Thursday, 12 March 2015

When did that happen?

When did the definition of "super" change to include the meaning of "extraordinarily or particularly" as in "that was super fun" or "that was super interesting"?  Does anyone know?

I am used to "super" in other contexts, but this one is beginning to drive me just a little potty as it seems to be cropping up more and more - and I have to admit that I don't really like it.  What is wrong with "very" in those sentences, or is "super" so much more than "very" or does "really" not even hit the mark?  It feels as if it might be a transatlantic import, as I have read it more often on US blogs, but I am interested to know where the usage has originated - I love language!

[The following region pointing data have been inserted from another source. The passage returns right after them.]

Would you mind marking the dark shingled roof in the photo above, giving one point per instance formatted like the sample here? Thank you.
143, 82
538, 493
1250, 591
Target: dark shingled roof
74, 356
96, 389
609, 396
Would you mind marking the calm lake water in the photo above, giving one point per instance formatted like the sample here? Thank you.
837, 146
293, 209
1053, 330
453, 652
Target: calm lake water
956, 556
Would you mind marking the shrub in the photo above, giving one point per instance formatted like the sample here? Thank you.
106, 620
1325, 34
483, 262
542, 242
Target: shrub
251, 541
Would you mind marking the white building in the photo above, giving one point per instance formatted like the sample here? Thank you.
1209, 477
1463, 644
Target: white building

I was intrigued to learn a new word today on Frugal in Norfolk's blog: "chavel" - it was clear from the sentence that it means chopping or mashing something up, but I had to go and find out more about where that had come from - what a lovely word!  I think I might have to start using that - thanks :)

9 comments:

Connie S said...

I have no idea where it originated, but the word 'amazing' ranks right up there with 'super' as an adjective of exageration.... IMHO! :)

saraband said...

I've noticed two recent changes in everyday language: The use of "get" where I'd say "have", as in "Can I get a coffee" at the cafe counter, rather than "Can I have a coffee". Also, especially in radio interviews, people starting their sentence with "So ...", even when what they're saying isn't an explanation of what's gone before. What intrigues me is how these changes start!

Morgan said...

Welcome!

Connie - you're right - I do agree!

Saraband - Yes, "get" is getting to me, too [sorry, couldn't resist] and "so" has been annoying me for ages, just as "like" has been doing!

SusanM said...

The word 'gotten' drives me potty! I know that it's American but it never seems to sound right when it's used here.

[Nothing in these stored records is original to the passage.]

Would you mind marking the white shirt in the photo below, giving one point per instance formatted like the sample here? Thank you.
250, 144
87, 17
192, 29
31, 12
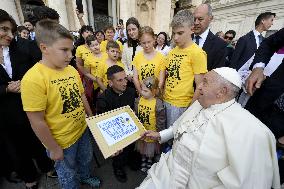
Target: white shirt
223, 146
256, 34
164, 51
203, 37
7, 62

While I was out shopping last week, a lady stopped to talk to me and said that she'd had a flu virus and was absolutely fushionless. I had to ask what that meant; apparently it's Doric for having no energy!

Morgan said...

No, SusanM - I hate "gotten" too!

Fushionless is a new one on me, too - sounds useful, though xx

Jackie said...

It's a hunch, but super-busy feels to me like it dates back to 'Friends' or thereabouts. Maybe it took a while to settle in.
Of course you can be uber busy or mega busy.
That would be while you are speaking with the colleague in the store, to ask if you can get a coffee.
Rather than talking to the shop assistant to ask if you can have a cup of coffee.

Gill - That British Woman said...

well no use in talking to me, as I use a mix of British and Canadian language now I have been told........so no doubt no one can understand why I use certain words.

saraband said...

As I understand it, "gotten" is of British origin and the Oxford Dictionary traces its first use back to the 4th century.

SusanM said...

Saraband, that's really interesting. I assumed that 'gotten' was American because I'd rarely heard it used in Britain until fairly recently. I wonder if it was actually used in this country in the past? The origin of most words is fascinating and often surprising.